The implications of this proposal are clear:

  • central banks can provide ‘emergency money’ (liquidity) immediately when necessary, instead of resorting to slow and politicized bailouts 
  • the normalization of central bank funding in both good times and bad reduces the stigma associated with central bank funding that often can act as the Judas kiss for a failing bank
  • commercial banks take out insurance by pre-positioning collateral subject to haircuts with the central bank, and thus no longer have an implicit subsidy; these haircuts should err on the conservative side and not be changed on a ‘mark-to-market’ basis
  • transitions to this system would take advantage of today’s banks’ uniquely expanded balance sheets

Although substantial reform has been passed since the Great Recession that has required banks to maintain higher capital requirements, liquidity coverage ratios, and undergo stress-testing and ring-fencing, the underlying structure of banking is still flawed. The future seems bleak: the continuation of today’s privatized fractional banking system is a foregone conclusion and the privatization of credit creation (covered extensively in BDatD) will continue to be an existential issue as long as debt is favored over equity and banks are provided with a implicit subsidy. But towards these last issues, Mervyn King has proposed a solution that might end financial alchemy as we know it. Let’s hope people have noticed.

 

Other things:

The recent ‘narrative revision downturn’ AKA balance sheet recession, had its seeds planted in the Great Stability that preceded the Great Recession. This long NICE (no inflation constant expansion) period during which people misperceived their wealth and future income (supported by the stability heuristic of a healthy global economy and rising house prices) and overspent and over-borrowed in aggregate led to a disequilibrium that made a future correction inevitable. 

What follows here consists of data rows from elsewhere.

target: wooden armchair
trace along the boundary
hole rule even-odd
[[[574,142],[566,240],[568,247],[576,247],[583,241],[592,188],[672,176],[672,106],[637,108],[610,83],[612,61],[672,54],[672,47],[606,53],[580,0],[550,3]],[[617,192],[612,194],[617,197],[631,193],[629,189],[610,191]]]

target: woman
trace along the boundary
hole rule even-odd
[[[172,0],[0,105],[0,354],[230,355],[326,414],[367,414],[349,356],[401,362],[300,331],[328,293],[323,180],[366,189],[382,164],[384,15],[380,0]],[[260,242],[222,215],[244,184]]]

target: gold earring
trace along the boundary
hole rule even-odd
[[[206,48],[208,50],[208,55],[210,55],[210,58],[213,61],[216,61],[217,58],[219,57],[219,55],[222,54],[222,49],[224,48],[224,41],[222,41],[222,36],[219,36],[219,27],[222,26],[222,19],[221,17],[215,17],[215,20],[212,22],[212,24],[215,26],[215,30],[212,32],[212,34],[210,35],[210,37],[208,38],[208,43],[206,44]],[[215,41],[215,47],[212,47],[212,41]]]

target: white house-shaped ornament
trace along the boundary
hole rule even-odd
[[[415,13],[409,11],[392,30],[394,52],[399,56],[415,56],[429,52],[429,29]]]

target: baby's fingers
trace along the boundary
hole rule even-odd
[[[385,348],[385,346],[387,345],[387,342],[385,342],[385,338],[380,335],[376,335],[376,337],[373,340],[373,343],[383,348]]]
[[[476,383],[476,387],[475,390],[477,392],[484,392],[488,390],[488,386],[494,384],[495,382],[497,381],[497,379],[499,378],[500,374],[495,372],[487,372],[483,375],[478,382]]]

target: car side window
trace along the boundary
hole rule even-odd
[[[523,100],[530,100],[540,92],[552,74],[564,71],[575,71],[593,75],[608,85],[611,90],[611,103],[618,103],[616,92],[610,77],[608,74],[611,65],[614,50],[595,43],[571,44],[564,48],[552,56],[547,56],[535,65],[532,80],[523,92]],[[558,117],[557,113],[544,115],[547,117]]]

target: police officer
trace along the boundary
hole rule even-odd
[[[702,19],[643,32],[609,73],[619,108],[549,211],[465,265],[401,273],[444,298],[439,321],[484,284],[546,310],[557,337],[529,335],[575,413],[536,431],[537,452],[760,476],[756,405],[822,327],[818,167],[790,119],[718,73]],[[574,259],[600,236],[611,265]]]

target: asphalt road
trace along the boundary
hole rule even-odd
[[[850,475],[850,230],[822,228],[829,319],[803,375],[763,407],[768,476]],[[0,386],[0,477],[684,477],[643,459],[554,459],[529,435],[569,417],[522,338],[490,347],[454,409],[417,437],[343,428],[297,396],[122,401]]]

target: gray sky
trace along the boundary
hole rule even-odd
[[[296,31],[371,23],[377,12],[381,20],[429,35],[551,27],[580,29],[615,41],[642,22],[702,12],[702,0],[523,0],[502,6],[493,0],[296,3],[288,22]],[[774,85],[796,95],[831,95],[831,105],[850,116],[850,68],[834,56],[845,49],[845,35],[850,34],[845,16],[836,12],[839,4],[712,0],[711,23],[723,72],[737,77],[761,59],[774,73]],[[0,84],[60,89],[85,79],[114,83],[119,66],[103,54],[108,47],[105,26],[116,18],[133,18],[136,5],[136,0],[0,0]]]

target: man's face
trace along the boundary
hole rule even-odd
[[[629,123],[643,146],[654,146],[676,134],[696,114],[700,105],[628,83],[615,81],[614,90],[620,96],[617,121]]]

On the EU, views similar to Koo, in that it was a failed experiment from the start due to a lack of economic convergence and commitment from the richer surplus nations such as France/Germany to transfer/bailout/make select bond purchases of peripheral nations (all of which are considered unconstitutional in Germany). It is ironic and convenient, however, that Germany denies the forgiveness of Greece’s sovereign debt when she herself received very lenient treatment in the aftermath of WWII – a lesson learnt from WWI that oppressive debt repayment restricts and economy’s ability to recover and eventually recontribute to the global economy.